Now to be fair, these were not a totally random discovery. I am familiar with Klein Tools. When I worked as a builder, I lived by the Klein double sided tape. Over the years I probably laid out $50 million dollars worth of apartments with one Klein tape measure. Their products are well built and designed for full scale construction. I used to love the small Klein tool bags my electricians used, but as a Site Supervisor I never needed these small pouches. But fast forward a few years to and now they looked like the perfect bags to keep me organized on the road.
The things I love about these bags are:
- The come in colors, so it is easy to keep similar items together.
- They are made from heavy duty 12 oz canvas. They will last a very long time.
- They are just the right size to hold portable drives, battery chargers and filters.
- And they are not expensive ($28) and do not look like goofy hobbyist gear bags.
Here is how I split up the bags:
Contents: My Sanity, Documents, and Money
- American Money/Vatu’s, the local currency
- Print out of Itinerary
- Contact numbers on paper (you never know when your battery might die. Always good to have hard copies of contacts in case you have no access to the internet)
- Petzl Head Lamp (much better than a flashlight because you can wear it on your forehead or wrist)
- Two Pens
Contents: Camera Accessories and Wires
- Micro fiber Cloth
- (3) extra M9 Batteries
- Split ND Filter Three Stop
- Polarizing Filter
- Yellow Filter for Black and White work
- UV filter for shooting along the ocean
- Green Clean Wet/Dry Wipes for lenses and screens
Contents: All wires, chargers, and things relating to electronics
- Portable Drive (Lacie 500GB with Firewire 800)
- Leica M9 Charger
- Sync cord for M9
- Power Converter for Australia (Tanna runs on Australian style jacks)
- Apple Power cord for Laptop
- Cord for iPhone
- Local cell phone and charger
Each bag served a specific purpose and I could easily keep things tidy inside of my luggage.
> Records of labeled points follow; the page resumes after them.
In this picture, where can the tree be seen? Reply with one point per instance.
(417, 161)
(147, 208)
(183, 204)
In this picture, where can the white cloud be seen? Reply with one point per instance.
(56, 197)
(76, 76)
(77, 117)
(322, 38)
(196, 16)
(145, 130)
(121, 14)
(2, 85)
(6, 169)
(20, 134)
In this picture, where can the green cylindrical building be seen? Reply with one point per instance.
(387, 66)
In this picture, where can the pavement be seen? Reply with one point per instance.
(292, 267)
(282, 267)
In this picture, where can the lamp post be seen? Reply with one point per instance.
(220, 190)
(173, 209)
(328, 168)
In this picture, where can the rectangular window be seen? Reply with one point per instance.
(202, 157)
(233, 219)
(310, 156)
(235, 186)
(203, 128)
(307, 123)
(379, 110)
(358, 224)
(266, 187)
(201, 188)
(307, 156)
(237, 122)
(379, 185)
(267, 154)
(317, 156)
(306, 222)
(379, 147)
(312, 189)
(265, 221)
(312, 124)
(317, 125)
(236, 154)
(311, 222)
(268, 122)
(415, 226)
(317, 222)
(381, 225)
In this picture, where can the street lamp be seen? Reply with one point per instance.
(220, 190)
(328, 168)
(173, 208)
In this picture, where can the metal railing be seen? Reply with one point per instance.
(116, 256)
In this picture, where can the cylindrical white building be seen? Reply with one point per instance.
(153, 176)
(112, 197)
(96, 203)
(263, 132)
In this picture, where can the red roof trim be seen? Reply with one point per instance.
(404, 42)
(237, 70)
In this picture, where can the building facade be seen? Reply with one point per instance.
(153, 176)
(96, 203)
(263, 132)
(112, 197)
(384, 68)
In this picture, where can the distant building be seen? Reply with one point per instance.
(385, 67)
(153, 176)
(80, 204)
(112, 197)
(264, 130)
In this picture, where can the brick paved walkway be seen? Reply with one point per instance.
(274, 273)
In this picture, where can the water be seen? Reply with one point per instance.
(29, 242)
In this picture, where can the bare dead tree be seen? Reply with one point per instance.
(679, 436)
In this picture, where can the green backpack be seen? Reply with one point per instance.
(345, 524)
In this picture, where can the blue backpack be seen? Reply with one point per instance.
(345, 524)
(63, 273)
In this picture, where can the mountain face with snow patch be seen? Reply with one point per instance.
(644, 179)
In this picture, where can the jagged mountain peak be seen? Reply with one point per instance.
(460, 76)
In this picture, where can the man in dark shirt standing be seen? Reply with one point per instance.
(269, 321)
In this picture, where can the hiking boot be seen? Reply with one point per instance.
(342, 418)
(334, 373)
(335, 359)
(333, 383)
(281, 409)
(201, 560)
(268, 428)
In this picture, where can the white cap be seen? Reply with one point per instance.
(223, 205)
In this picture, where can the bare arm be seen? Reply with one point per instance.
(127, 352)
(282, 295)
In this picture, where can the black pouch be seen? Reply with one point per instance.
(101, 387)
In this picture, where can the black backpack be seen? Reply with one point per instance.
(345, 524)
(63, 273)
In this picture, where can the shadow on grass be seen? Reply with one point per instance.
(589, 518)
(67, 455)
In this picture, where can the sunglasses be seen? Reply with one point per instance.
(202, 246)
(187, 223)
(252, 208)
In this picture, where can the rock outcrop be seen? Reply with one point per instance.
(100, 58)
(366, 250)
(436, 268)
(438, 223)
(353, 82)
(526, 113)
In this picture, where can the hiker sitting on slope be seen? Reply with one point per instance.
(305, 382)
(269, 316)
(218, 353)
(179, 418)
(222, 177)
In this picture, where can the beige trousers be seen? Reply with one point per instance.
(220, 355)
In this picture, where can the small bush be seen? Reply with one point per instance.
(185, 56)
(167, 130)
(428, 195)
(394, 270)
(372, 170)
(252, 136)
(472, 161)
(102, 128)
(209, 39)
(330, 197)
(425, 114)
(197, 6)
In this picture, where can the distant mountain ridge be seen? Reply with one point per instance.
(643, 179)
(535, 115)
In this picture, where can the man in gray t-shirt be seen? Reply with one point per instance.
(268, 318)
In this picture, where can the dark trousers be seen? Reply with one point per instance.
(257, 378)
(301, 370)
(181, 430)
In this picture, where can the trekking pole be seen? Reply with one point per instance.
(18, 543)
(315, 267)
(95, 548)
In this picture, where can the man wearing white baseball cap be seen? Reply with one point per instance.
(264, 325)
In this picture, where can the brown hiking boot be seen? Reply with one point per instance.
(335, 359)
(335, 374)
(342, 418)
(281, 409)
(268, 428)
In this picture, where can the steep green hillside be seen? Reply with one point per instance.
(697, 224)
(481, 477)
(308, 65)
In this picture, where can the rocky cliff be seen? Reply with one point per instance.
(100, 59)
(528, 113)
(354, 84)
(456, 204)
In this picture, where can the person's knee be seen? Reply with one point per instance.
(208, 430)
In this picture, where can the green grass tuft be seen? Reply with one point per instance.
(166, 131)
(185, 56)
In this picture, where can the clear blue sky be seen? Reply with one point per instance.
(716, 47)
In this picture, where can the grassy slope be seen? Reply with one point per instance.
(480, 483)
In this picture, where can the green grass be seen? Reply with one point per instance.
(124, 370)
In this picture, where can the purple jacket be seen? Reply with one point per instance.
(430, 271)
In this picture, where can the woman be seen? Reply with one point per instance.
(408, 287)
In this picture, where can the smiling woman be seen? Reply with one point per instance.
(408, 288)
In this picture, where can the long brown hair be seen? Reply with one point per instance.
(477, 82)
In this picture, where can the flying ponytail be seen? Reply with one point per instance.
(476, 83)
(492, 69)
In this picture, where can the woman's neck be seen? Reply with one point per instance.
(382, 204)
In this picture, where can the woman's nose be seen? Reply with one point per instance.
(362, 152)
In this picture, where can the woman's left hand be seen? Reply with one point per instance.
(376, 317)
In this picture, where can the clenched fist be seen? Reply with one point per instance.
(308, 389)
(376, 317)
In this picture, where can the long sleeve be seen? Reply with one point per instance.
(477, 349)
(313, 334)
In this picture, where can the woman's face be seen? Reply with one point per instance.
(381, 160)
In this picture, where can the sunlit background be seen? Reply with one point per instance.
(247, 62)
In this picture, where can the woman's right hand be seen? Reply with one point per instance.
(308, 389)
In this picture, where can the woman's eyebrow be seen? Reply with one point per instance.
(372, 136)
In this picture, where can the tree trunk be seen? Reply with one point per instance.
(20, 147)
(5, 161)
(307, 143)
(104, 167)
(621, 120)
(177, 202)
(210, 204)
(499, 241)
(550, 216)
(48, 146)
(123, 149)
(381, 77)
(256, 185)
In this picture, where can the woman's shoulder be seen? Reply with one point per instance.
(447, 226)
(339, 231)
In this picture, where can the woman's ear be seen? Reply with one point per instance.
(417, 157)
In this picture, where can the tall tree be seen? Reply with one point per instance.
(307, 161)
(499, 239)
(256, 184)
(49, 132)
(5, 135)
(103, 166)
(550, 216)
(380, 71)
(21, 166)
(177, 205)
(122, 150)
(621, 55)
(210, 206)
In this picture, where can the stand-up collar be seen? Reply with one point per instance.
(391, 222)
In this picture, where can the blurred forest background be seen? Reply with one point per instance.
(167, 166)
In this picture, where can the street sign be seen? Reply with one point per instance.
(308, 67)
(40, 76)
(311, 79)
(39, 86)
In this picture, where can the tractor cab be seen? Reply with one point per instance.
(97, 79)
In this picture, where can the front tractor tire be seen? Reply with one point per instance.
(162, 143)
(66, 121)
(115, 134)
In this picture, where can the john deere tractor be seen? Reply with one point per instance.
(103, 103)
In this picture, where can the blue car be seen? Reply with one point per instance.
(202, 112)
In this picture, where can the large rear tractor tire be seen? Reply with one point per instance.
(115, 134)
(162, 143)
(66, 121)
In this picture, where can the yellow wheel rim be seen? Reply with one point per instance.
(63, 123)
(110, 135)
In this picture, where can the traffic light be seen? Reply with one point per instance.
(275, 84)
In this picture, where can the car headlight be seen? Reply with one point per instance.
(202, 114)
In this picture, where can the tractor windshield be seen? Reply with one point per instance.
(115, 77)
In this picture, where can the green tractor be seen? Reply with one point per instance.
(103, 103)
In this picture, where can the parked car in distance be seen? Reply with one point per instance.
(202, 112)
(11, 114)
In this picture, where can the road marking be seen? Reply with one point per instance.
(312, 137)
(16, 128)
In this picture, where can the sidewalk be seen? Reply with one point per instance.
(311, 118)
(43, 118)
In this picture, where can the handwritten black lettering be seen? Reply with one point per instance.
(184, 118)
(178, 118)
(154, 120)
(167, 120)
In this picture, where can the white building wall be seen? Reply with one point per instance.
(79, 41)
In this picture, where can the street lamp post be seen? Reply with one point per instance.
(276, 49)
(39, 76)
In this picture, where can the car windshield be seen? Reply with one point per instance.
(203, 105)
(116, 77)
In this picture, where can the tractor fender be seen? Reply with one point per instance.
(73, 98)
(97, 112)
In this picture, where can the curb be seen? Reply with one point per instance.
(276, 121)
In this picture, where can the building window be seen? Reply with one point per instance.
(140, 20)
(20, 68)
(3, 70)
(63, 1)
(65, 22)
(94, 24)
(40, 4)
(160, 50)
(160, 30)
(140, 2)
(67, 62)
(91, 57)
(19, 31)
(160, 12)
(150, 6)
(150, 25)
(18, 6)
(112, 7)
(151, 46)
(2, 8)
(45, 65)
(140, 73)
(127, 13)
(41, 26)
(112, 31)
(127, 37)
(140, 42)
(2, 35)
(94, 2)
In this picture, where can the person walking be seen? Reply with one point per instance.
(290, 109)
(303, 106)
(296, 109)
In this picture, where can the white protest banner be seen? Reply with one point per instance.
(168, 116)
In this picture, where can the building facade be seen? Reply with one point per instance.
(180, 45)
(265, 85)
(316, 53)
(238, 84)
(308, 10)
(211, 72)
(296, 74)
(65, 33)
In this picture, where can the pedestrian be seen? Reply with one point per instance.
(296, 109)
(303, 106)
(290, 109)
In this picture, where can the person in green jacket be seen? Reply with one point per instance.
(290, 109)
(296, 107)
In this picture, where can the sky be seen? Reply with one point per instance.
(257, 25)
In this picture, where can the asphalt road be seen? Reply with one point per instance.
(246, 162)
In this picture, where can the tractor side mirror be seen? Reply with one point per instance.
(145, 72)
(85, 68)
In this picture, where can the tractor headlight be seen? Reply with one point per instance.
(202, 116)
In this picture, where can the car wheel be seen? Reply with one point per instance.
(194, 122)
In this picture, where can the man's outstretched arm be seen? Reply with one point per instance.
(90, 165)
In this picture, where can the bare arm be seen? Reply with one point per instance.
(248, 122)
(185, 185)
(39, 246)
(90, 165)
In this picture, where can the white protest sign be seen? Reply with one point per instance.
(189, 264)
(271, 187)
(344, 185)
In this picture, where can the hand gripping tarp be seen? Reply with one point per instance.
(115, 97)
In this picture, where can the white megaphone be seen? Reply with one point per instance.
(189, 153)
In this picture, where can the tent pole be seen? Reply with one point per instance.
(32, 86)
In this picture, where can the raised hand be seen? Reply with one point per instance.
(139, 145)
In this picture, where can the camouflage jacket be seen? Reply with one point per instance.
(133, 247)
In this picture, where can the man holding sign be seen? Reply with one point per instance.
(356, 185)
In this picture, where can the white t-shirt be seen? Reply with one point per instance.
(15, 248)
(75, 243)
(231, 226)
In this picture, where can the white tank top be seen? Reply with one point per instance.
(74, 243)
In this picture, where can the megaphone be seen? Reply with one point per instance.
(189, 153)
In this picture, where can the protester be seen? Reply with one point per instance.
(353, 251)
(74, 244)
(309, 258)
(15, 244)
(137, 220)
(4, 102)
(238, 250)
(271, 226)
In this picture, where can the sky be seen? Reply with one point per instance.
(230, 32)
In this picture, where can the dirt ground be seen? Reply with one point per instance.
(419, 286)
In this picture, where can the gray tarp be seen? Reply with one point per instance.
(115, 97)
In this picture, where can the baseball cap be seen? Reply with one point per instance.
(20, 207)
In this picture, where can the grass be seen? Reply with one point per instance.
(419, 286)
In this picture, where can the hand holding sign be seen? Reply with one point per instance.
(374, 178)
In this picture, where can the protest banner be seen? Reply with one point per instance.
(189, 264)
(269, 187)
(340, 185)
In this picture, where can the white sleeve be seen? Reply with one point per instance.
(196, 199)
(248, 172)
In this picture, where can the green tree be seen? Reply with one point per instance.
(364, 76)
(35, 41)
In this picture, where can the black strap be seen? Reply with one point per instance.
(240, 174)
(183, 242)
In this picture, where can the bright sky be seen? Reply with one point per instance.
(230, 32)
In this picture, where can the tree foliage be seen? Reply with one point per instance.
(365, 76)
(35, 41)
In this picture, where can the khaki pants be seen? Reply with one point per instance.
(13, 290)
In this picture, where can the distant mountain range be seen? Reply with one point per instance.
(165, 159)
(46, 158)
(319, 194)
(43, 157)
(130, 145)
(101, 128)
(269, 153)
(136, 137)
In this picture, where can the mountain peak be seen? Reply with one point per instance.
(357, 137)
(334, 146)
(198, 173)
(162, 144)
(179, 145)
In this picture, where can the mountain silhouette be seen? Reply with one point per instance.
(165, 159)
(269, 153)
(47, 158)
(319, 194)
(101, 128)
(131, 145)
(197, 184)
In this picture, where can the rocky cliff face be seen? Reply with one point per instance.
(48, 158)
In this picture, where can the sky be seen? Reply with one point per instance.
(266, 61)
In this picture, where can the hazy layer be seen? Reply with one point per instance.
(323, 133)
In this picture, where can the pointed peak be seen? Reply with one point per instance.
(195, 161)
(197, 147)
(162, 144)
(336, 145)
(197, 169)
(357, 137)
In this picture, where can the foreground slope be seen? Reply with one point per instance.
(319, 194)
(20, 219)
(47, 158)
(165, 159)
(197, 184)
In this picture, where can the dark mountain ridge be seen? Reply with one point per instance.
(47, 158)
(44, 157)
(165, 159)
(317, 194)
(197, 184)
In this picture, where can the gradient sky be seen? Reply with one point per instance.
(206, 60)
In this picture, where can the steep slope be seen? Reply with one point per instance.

There is nothing worse than loosing something on the road. You want everything to be right wear you left it. With these bags, I was able to quickly grab one bag to head to the bank or go out to shoot. They made life very simple.
And now back in New York, I am finding them to be very handy. I keep one inside of my Filson Shoulder Bag. It hold a pen, a Moleskine notebook and my small Italian language book. The bag works well to help me find things inside the bag. It keeps things separate from my camera, so I am not fumbling over a notebook as I pull out my camera. I laugh every time I see people digging into their bag like its a rabbit hole. You should control your bag, not the other way around. If you want to pick up a pack of bags you can buy them on Amazon or at Home Depot.